The Soul-Slaking Joy and Body-Poetry of Swimming

In praise of the exquisite instrument that channels “the huge chaos of sensations — sensations of temperature, water, force, light.”


The Soul-Slaking Joy and Body-Poetry of Swimming

“As you swim,” Anaïs Nin wrote in her soulful meditation on summer and the art of presence, “you are washed of all the excrescences of so-called civilization, which includes the incapacity to be happy under any circumstances.”

The ablution of our civilisation-stifled bodies is a great gift. But beneath it is something more primal than mere pleasure — we are each formed, after all, in the portable ocean of the womb, having begun our collective evolution in the immense womb of Earth’s primordial ocean. Swimming is not about forgetting the civilization but remembering our elements. It is hardly surprising that swimming figures into some of our deepest sensemaking — Kafka drew on it in exploring the nature of reality and Alan Watts wove it into his summation of a basic tenet of Taoism.

This interpenetration is between the elemental and existential. Bill HayesThe lovely pages of Sweat History of Exercise (public Library) provide an overview of the topic.

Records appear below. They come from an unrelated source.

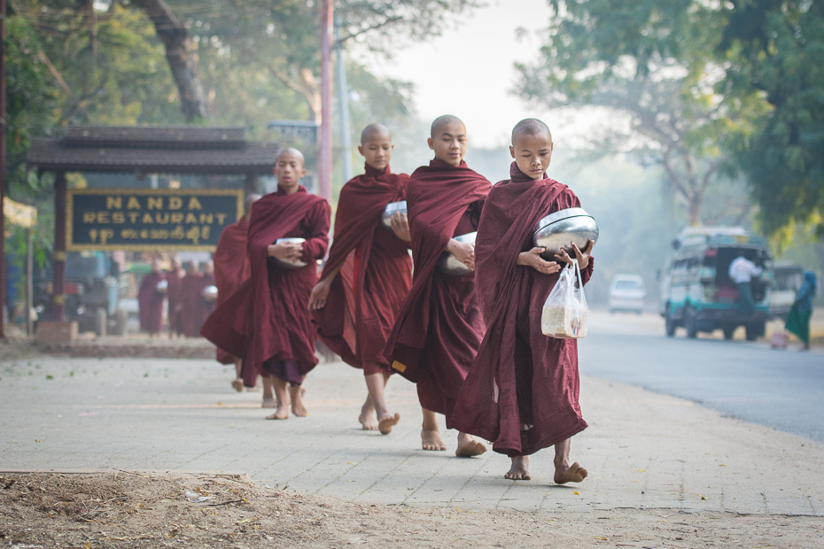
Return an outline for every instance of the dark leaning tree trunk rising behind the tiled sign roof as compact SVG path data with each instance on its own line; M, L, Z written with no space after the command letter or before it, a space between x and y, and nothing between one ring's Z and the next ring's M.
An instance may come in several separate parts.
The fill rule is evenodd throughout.
M209 118L206 96L198 76L198 64L191 52L189 33L163 0L132 0L132 5L152 19L158 38L166 45L166 58L180 92L183 117L187 122Z

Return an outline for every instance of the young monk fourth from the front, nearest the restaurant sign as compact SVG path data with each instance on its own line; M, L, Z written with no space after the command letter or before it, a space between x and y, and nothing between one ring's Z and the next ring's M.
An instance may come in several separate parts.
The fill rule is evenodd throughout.
M317 334L307 309L317 283L317 259L329 244L330 206L299 184L306 174L303 155L285 149L275 161L276 192L252 206L248 254L252 278L229 296L209 318L203 335L235 356L244 356L244 383L253 386L258 375L271 376L276 412L270 420L307 415L301 383L315 367ZM304 238L281 243L280 238ZM300 261L289 269L279 261ZM289 388L287 390L287 384Z

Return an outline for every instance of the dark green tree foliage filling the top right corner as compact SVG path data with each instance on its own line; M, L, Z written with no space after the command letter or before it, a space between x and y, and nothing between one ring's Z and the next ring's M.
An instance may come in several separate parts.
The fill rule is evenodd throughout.
M768 103L731 140L763 228L824 239L824 3L735 0L718 50L727 104Z

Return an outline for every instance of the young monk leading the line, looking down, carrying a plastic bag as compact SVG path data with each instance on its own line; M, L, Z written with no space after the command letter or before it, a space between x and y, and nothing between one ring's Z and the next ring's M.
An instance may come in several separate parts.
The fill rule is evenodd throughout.
M532 247L541 218L580 202L547 177L552 136L543 122L519 122L510 152L511 179L493 187L478 225L476 281L486 336L452 421L509 455L507 478L529 480L528 456L554 445L555 482L581 482L587 470L570 463L570 438L587 428L578 402L577 342L540 330L544 301L561 270L558 261L573 268L572 259L563 251L558 261L546 261L539 255L544 249ZM584 251L571 245L585 283L593 271L592 248L592 241Z

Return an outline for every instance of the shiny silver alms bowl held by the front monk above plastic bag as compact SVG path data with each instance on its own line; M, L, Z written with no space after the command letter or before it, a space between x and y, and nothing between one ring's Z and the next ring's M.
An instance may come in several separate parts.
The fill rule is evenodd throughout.
M536 246L547 249L540 256L548 261L557 259L555 254L561 253L562 249L570 253L573 242L583 250L589 240L598 241L598 225L584 208L567 208L550 213L538 221L532 236Z

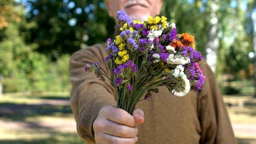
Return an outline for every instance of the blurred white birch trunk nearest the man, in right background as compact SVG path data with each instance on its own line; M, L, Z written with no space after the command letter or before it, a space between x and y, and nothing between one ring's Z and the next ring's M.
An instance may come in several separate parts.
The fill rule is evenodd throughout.
M219 0L213 0L211 6L211 27L208 32L208 42L206 44L206 62L213 72L216 70L217 50L219 48L219 39L217 37L218 25L218 3Z

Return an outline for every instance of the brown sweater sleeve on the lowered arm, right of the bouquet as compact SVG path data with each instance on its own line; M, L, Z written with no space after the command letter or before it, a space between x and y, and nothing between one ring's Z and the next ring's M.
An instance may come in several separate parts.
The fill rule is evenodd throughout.
M200 67L206 76L198 98L198 114L202 129L200 144L236 144L215 74L207 64L200 64Z

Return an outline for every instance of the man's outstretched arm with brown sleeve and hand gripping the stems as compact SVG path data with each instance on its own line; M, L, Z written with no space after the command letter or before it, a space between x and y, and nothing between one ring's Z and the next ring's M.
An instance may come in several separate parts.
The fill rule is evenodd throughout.
M102 71L111 76L104 58L108 53L102 45L74 53L70 59L72 82L71 106L79 136L87 143L134 144L137 124L144 122L144 113L136 108L132 115L116 108L116 90L106 79L102 82L94 72L85 72L84 64L99 62Z

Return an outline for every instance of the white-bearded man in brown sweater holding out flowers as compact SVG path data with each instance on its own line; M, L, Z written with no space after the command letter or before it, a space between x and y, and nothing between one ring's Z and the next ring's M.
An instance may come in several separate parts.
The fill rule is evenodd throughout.
M133 20L144 21L160 14L162 0L106 0L108 14L124 10ZM202 90L184 97L172 97L165 87L141 101L132 115L116 108L116 90L110 81L102 82L93 73L84 72L84 64L104 61L109 54L104 43L75 52L70 59L72 110L80 137L97 144L235 144L236 139L226 106L207 64L200 67L206 76ZM144 121L145 120L145 121Z

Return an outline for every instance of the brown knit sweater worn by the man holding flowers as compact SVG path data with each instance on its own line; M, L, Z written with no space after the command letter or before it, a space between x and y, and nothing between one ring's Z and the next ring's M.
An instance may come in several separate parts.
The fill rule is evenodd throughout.
M110 75L104 61L109 54L104 44L75 52L70 59L71 106L79 136L94 144L92 124L105 105L116 106L116 92L109 80L102 82L84 64L99 62ZM204 61L204 60L203 60ZM145 122L138 125L137 144L236 144L228 112L207 64L200 64L206 80L202 90L183 97L172 97L165 87L152 94L151 101L138 102Z

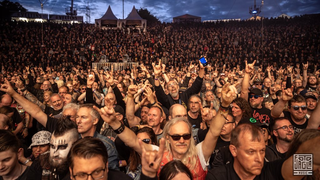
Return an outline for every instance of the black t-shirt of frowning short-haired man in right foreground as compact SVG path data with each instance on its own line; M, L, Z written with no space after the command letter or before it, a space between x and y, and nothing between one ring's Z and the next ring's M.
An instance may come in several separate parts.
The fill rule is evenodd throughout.
M284 160L275 160L272 162L265 162L261 173L256 176L254 180L282 180L281 167ZM206 180L240 180L233 168L233 162L228 165L223 165L210 170L205 178Z

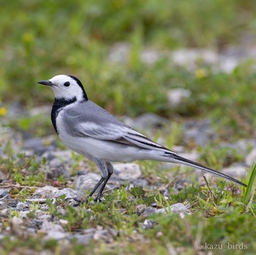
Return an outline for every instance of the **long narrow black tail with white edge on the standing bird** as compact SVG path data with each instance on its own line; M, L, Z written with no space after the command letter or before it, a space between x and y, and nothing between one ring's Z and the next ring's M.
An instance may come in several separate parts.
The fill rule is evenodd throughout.
M222 178L225 178L227 180L232 180L235 183L238 183L238 184L240 184L240 185L242 185L244 187L247 187L247 185L242 183L240 180L236 180L235 178L233 178L231 176L228 176L228 175L225 175L222 172L217 172L216 170L212 170L209 167L205 167L205 166L203 166L203 164L199 164L199 163L197 163L195 161L192 161L192 160L189 160L189 159L185 159L185 158L183 158L181 156L178 156L177 154L165 153L165 156L167 158L172 159L175 163L186 164L187 166L194 167L194 168L196 168L198 170L204 170L206 172L211 172L214 175L218 175L218 176L220 176Z

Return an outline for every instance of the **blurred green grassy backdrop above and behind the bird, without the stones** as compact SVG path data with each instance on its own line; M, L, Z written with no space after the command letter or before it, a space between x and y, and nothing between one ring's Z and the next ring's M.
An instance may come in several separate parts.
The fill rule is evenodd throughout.
M140 53L146 47L219 53L243 45L246 34L255 42L255 13L251 0L1 1L1 105L50 104L53 94L37 81L70 74L82 81L90 99L117 115L207 116L252 134L254 61L231 73L214 72L199 61L199 72L191 72L167 54L146 64ZM110 59L116 42L129 44L121 63ZM173 109L166 94L177 87L189 88L192 96Z

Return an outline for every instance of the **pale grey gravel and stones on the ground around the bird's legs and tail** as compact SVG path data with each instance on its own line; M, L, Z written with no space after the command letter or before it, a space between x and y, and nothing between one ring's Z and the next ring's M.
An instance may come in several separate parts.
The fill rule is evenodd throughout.
M40 109L37 109L37 112L40 113ZM42 108L42 113L45 113L44 108ZM136 119L124 118L124 121L136 129L144 129L145 123L149 123L151 128L148 134L153 132L152 130L154 128L165 126L166 123L169 123L165 118L149 113L141 115ZM60 214L64 214L65 205L59 205L58 199L64 198L68 205L76 208L78 207L78 201L86 198L86 191L91 190L100 178L99 172L88 161L83 159L78 161L70 150L59 149L56 143L56 140L58 140L56 135L32 137L31 135L3 126L0 130L2 144L0 151L1 158L7 159L10 156L7 150L4 149L8 147L8 144L13 149L14 160L20 162L20 164L22 164L22 161L26 157L32 155L35 155L34 161L37 162L42 162L45 158L47 161L45 164L39 166L38 172L43 172L48 178L48 185L22 186L10 179L8 171L1 172L0 229L2 227L1 225L4 224L4 219L7 218L8 221L11 221L11 227L1 232L0 239L6 235L42 235L45 240L56 239L70 241L76 238L78 243L88 244L92 239L111 242L118 235L115 229L103 229L100 226L69 232L65 228L67 220L61 219L61 217L55 217L49 213L48 199L51 199L53 205L57 205L57 210ZM211 128L210 121L187 121L184 124L185 143L193 141L197 145L206 145L207 142L211 142L214 139L217 139L217 134ZM161 142L161 137L159 141ZM223 146L235 148L244 155L246 155L248 147L251 148L251 152L245 157L244 161L230 164L223 169L223 172L234 177L246 174L246 169L248 169L256 158L256 142L253 140L239 140L235 144L223 144ZM182 153L184 151L184 147L182 146L177 146L173 149L177 149L177 151L181 152L181 155L187 156L189 159L197 160L199 157L196 151ZM15 158L19 153L23 153L23 157L20 159L18 157ZM78 169L75 171L75 174L74 170L72 170L72 166L74 165ZM162 167L170 168L173 167L173 164L163 164ZM110 178L105 194L121 186L125 186L125 189L129 189L132 186L142 186L143 189L150 189L152 191L157 191L161 186L161 183L157 183L157 181L149 183L147 178L143 178L140 164L118 163L114 164L114 169L113 177ZM26 175L26 170L21 170L21 172ZM61 176L66 180L64 185L59 182ZM179 183L179 189L182 189L183 182L184 180L181 175L181 178L177 181ZM15 197L13 194L14 189L21 193L28 189L31 189L32 192L29 192L25 199L15 199L13 198ZM162 193L167 195L167 189L163 189ZM191 213L189 212L189 204L183 205L181 203L172 205L170 208L156 208L154 204L149 207L140 205L137 210L138 214L146 218L143 222L143 228L145 229L151 228L154 225L154 222L147 219L152 213L166 214L167 210L171 210L172 213L179 213L181 217L184 217L185 213ZM13 212L16 212L17 216ZM33 217L31 217L31 213ZM12 217L10 218L10 216Z

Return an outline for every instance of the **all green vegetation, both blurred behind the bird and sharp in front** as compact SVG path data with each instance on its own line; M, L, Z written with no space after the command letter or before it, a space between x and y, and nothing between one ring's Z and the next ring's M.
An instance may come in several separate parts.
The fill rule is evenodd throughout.
M170 118L170 129L164 129L166 146L184 145L181 128L188 119L208 118L219 134L210 145L197 148L200 161L217 170L242 161L241 151L219 148L223 141L235 142L255 136L255 61L245 61L233 72L216 72L198 60L194 69L176 66L168 53L179 47L212 48L221 51L228 45L243 45L246 34L255 36L256 1L249 0L75 0L75 1L1 1L0 15L0 121L18 132L43 137L53 134L48 115L17 115L8 118L12 104L23 109L50 105L50 90L37 84L58 74L79 77L91 100L116 115L136 117L142 113L157 113ZM110 60L116 42L129 44L124 61ZM154 64L145 64L140 53L145 48L163 52ZM192 96L182 106L170 107L167 91L187 88ZM7 118L4 118L4 115ZM255 138L255 137L253 137ZM63 145L60 145L63 146ZM186 145L195 148L195 145ZM248 148L249 152L249 148ZM40 172L46 160L37 161L23 153L15 155L11 142L0 156L0 171L10 180L12 199L25 201L37 186L53 185L47 174ZM230 156L232 155L232 156ZM77 164L82 160L74 156ZM0 232L12 235L0 238L1 254L195 254L207 251L207 244L222 245L214 254L245 254L255 251L255 167L246 178L248 189L227 186L219 180L216 186L198 186L198 172L161 169L156 162L140 162L143 178L170 190L166 199L159 190L140 187L121 188L105 195L95 204L73 208L64 197L56 202L48 199L48 213L54 221L67 221L65 230L102 227L115 229L113 240L91 240L88 245L72 240L68 245L56 240L44 240L38 235L18 235L10 218L19 217L18 210L10 218L1 217ZM176 175L189 180L184 189L173 187ZM170 183L172 180L172 183ZM63 176L56 181L69 186ZM176 202L190 204L191 215L181 218L167 211L167 216L140 215L139 206L157 204L167 208ZM61 212L59 208L63 209ZM39 205L31 203L30 218ZM64 212L64 213L63 213ZM153 227L143 227L145 219ZM25 223L26 224L26 223ZM29 227L29 226L26 226ZM8 230L9 229L9 230ZM228 244L246 248L228 249ZM199 245L199 246L197 246Z

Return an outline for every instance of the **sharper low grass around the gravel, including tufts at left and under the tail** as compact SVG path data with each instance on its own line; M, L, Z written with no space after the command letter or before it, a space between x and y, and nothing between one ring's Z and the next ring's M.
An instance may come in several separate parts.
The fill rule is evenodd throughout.
M209 157L214 155L208 152ZM20 155L21 157L21 155ZM47 164L46 161L34 161L34 157L26 157L23 164L15 163L15 157L12 157L12 169L9 170L12 183L20 184L12 188L10 194L13 199L26 201L33 192L34 186L43 186L49 184L49 180L38 174L39 165ZM80 161L80 157L77 158ZM2 161L2 167L7 166L7 161ZM170 178L170 170L159 171L159 164L156 162L141 162L144 165L143 178L148 178L154 186L156 183L166 185ZM26 172L23 172L26 169ZM178 167L177 167L178 170ZM150 171L150 172L148 172ZM172 171L173 173L175 172ZM148 175L149 173L149 175ZM168 177L169 173L169 177ZM184 175L186 172L178 171L176 175ZM23 251L39 252L48 249L53 254L168 254L170 245L186 254L193 254L195 251L214 251L214 254L244 254L255 250L255 229L252 228L256 223L255 218L255 167L252 167L251 173L244 182L248 183L248 188L235 186L233 183L226 183L219 179L217 185L198 186L198 172L189 172L192 181L188 181L184 188L177 190L169 183L170 196L168 199L162 196L157 189L142 189L141 187L132 187L125 189L121 187L114 190L113 193L105 195L101 203L95 203L89 199L87 204L73 208L65 200L65 196L59 197L53 202L48 199L49 214L53 222L58 223L60 219L67 221L64 229L67 232L80 232L80 229L99 228L115 229L118 235L114 235L112 241L91 240L89 246L78 244L76 240L66 245L56 240L45 240L42 238L44 233L38 233L36 236L23 235L19 232L12 232L10 235L0 240L3 248L3 254L16 252L22 254ZM154 177L154 178L153 178ZM187 177L187 178L189 178ZM23 186L26 185L26 186ZM63 184L63 185L67 185ZM140 214L139 207L151 206L152 203L157 208L168 208L170 205L182 202L185 205L189 203L190 215L185 214L181 218L176 213L167 215L152 214L143 216ZM40 208L38 202L31 202L28 217L30 220L37 218L37 210ZM60 210L63 209L63 210ZM12 217L20 217L18 210L10 211ZM145 229L143 222L148 218L153 223L153 227ZM23 221L23 227L29 225L29 220ZM2 233L8 233L12 229L11 221L4 220L0 226ZM248 229L250 229L248 231ZM41 236L40 236L41 235ZM212 248L214 245L219 249ZM234 246L240 248L232 248ZM230 247L230 248L228 248Z

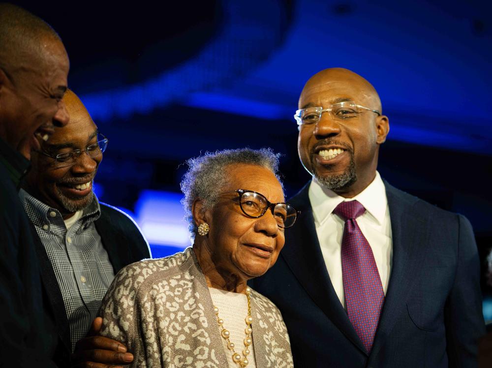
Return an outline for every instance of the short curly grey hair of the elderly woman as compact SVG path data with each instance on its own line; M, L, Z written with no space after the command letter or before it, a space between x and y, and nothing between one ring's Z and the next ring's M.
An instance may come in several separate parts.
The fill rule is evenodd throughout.
M221 188L227 178L227 167L232 165L257 165L271 170L282 184L278 174L278 158L271 148L225 149L222 151L205 152L205 154L186 161L189 169L181 180L184 198L184 218L188 223L190 238L195 238L197 227L193 221L191 208L195 199L204 202L204 208L214 207Z

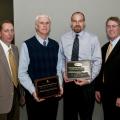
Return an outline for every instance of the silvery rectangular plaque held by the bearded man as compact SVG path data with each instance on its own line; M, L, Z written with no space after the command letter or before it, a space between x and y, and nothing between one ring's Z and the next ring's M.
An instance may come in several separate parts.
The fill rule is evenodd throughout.
M67 76L71 80L91 79L91 62L90 60L69 61L67 62Z

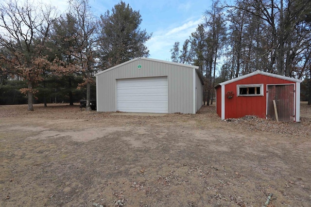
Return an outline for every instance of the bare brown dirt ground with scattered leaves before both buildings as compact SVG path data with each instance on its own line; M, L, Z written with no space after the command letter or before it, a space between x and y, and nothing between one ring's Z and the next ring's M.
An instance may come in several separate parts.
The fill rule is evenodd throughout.
M0 106L1 207L311 206L311 107L300 123Z

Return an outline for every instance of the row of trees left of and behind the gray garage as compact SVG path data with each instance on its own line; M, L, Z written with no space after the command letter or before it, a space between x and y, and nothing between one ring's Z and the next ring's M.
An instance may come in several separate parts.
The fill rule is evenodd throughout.
M51 97L61 96L73 105L85 93L90 110L96 72L148 57L145 43L152 34L140 29L141 21L139 12L123 1L100 17L88 0L69 0L68 11L60 16L48 4L2 1L0 104L23 102L22 93L32 111L35 99L46 106L54 101Z

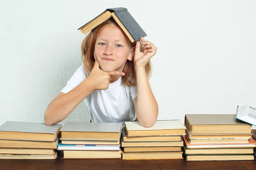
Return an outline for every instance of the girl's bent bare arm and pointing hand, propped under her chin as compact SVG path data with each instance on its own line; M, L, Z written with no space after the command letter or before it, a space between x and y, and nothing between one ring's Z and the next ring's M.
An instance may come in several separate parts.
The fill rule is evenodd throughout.
M98 60L96 60L89 77L68 93L58 94L50 102L44 113L45 124L54 125L61 122L94 90L107 89L111 81L111 75L124 76L124 73L120 71L102 71L99 68Z

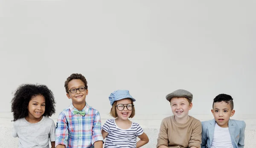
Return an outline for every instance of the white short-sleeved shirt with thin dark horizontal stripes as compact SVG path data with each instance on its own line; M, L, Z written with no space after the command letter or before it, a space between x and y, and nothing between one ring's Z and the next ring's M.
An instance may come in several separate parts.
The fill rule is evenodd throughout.
M114 119L107 120L102 129L108 133L105 148L136 148L137 136L143 134L138 123L132 122L128 129L121 129Z

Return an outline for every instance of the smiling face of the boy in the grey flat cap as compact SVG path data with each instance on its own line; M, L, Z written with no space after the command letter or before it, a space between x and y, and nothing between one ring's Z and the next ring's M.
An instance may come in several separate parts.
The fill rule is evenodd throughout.
M192 108L192 103L184 97L173 97L171 99L172 113L175 115L175 119L183 120L189 115L189 110Z

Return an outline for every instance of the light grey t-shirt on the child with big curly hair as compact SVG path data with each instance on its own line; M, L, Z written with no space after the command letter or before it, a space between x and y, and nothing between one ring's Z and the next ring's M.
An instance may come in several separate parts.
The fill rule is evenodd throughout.
M37 123L29 123L25 118L13 123L13 137L19 137L18 148L49 148L49 140L55 141L55 124L48 117Z

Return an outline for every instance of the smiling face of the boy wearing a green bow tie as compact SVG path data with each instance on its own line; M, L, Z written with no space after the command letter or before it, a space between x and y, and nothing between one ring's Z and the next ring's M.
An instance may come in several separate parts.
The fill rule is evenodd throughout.
M68 90L67 97L72 100L73 105L76 107L76 105L85 105L85 98L88 94L88 89L84 91L79 91L78 88L85 87L84 82L80 79L73 79L68 83ZM75 93L71 93L70 90L77 89Z

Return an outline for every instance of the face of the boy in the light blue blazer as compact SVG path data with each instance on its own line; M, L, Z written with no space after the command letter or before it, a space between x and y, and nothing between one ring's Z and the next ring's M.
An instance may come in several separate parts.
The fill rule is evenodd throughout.
M235 114L235 110L231 110L230 104L224 101L215 102L213 105L212 114L220 127L227 128L228 121L230 117Z

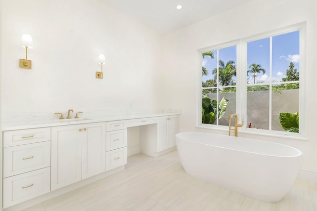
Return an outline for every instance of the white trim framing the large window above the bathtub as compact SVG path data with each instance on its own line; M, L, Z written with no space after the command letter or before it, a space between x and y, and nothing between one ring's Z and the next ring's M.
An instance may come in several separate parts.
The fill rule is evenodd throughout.
M247 116L247 92L246 91L239 91L239 90L246 90L247 84L247 75L245 71L247 69L247 42L260 40L268 37L273 37L280 34L286 34L292 31L300 32L300 99L299 99L299 115L300 115L300 132L299 133L292 133L286 131L276 131L276 130L264 130L264 129L257 129L256 131L253 129L249 129L246 127L246 116ZM271 43L271 42L270 42ZM248 134L259 134L259 135L269 135L274 137L287 137L287 138L295 138L295 139L303 139L306 140L306 22L294 24L291 26L283 27L277 30L261 33L258 35L249 36L246 38L242 38L239 40L225 42L217 45L213 45L210 47L205 47L198 49L199 55L199 74L197 74L198 80L198 88L197 88L197 113L196 113L196 127L199 128L207 128L207 129L216 129L216 130L228 130L227 126L217 126L217 125L208 125L202 124L202 53L206 51L213 51L214 49L225 48L229 46L237 46L237 60L236 60L236 68L237 68L237 97L236 97L236 112L238 114L239 122L244 121L244 126L238 128L242 133ZM271 54L271 48L270 48ZM271 59L271 56L270 56ZM243 61L245 60L245 61ZM271 61L270 61L270 71L271 71ZM271 74L270 74L271 77ZM271 102L270 102L271 103ZM271 115L271 111L270 111Z

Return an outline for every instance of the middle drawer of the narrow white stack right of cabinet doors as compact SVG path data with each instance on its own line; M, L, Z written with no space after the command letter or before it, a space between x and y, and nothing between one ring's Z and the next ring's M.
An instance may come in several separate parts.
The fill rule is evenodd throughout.
M106 132L106 151L127 146L127 129Z

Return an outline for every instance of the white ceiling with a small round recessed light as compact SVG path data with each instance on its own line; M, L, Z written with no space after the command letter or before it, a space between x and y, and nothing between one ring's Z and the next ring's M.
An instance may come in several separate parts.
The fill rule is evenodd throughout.
M106 5L167 34L252 0L100 0ZM182 9L176 9L177 5Z

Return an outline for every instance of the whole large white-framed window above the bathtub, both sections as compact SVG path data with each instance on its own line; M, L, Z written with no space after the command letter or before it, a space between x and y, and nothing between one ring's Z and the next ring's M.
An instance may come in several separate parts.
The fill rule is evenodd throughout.
M228 126L238 114L246 131L303 136L304 27L203 49L198 125Z

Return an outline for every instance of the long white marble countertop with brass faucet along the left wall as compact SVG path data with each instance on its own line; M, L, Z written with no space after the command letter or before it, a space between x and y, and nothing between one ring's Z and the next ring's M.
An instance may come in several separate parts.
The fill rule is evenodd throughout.
M2 131L7 130L17 130L17 129L30 129L36 127L54 127L54 126L65 126L65 125L75 125L75 124L85 124L85 123L97 123L97 122L107 122L107 121L117 121L117 120L129 120L129 119L139 119L139 118L149 118L149 117L161 117L168 115L179 115L179 111L153 111L153 112L114 112L116 114L111 114L111 112L84 112L80 114L78 119L52 119L48 118L47 115L11 115L6 117L6 120L2 121ZM53 116L58 118L58 115ZM50 115L51 117L51 115ZM65 115L64 115L65 117Z

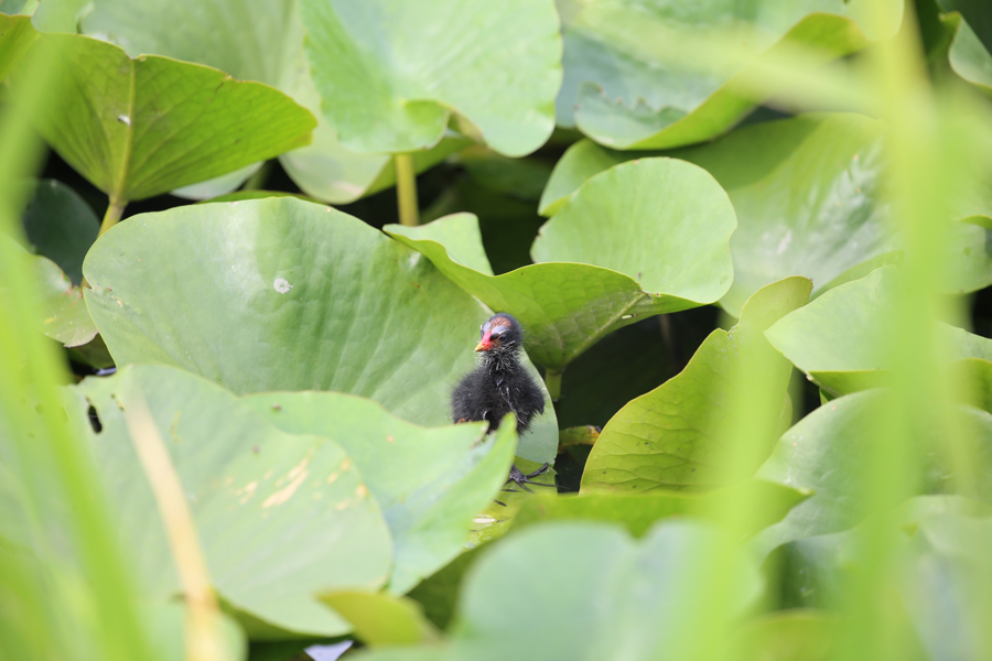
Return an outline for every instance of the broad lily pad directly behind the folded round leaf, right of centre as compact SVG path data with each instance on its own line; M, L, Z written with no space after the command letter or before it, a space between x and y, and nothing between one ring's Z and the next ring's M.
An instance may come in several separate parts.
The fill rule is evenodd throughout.
M708 170L737 214L731 238L734 282L720 301L737 316L755 291L788 275L813 281L813 297L898 259L882 193L881 122L859 115L815 113L734 131L711 144L668 152ZM561 207L589 177L635 154L589 141L565 153L541 198L541 213ZM949 230L951 292L992 284L992 214L986 195L957 201Z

Illustration by Margaret C. Cook for a rare 1913 edition of Walt Whitman’s Leaves of Grass. Prints available.

He begins his magnificent chronicle of working out the body and the soul where we all have always begun: with swimming — something he grew up doing with his father, onetime captain of the West Point swim team, and then rediscovered half a century later with his late partner, the irreplaceable Oliver Sacks, a devoted swimmer himself.

He describes the bizarre thrill of diving into a mountain lake during the height of fall.

There is violence in this: the body breaking the glassy surface, crashing through it, the blasting noise in one’s ears — and the feeling on one’s skin, Of one’s skin and nerves, down to the bones. It’s a feeling similar to pain.

That is what I think it must be. This is what I see as icicles breaking. There’s sharpness. Put on my goggles and feel chaos. Through the glass of the lake’s eye, there are splashes or whites as slashes in paint. I see my arms akimbo before me, and bubbles — air bubbles. I feel like a scuba diver with no gear, and there is a flash of panic; the water is cold, fifty degrees I’m told, and I am almost confused by it, the not-rightness of it. In that instant I move forward and push through the water.

Another of Margaret C. Cook’s 1913 illustrations for Leaves of Grass. Available as a printed version

The body’s native poetry emerges as he describes its physiology.

It is instinctive to kick, knowing that kicking will make me warm. I have nothing to do. Now I see my arms stretched out before me, my hands in a V, and I am bulleting through the water, conscious that I am moving — flying — and that the air in my lungs is running out.

The surface is nearing and I can see that the transparency green lightens. My right hand is extended as far as it can, and I move my left arm back as though pulling on a string. Then I’m ready to go freestyle.

Surfacing is the opposite of plunging, but it feels the same, the huge chaos of sensations — sensations of temperature, water, force, light. Yes, now there is light as I break through and see the shore, the boathouse, trees, and I grab for air (that’s how it feels, gaspThis is a more accurate term, but it does have a physical and muscular feel to it. Take a deep breath, grab one lungful of air, then thrust, pulls, kicks, turns, and swim. I will go for as long as it takes me to take four to five breaths. I do this without thinking about anything, so I just go. My skin and muscles feel taut as I climb onto the dock.

Later, a friend asks me why I would do this — it’s October, for God’s sake; the lake is freezing.

“Because I can,” I say.

Complement with artist Lisa Congdon’s illustrated love letter to swimming, then revisit Bill Hayes on the scientific poetics of sleep, with a salve for insomnia from Maurice Sendak.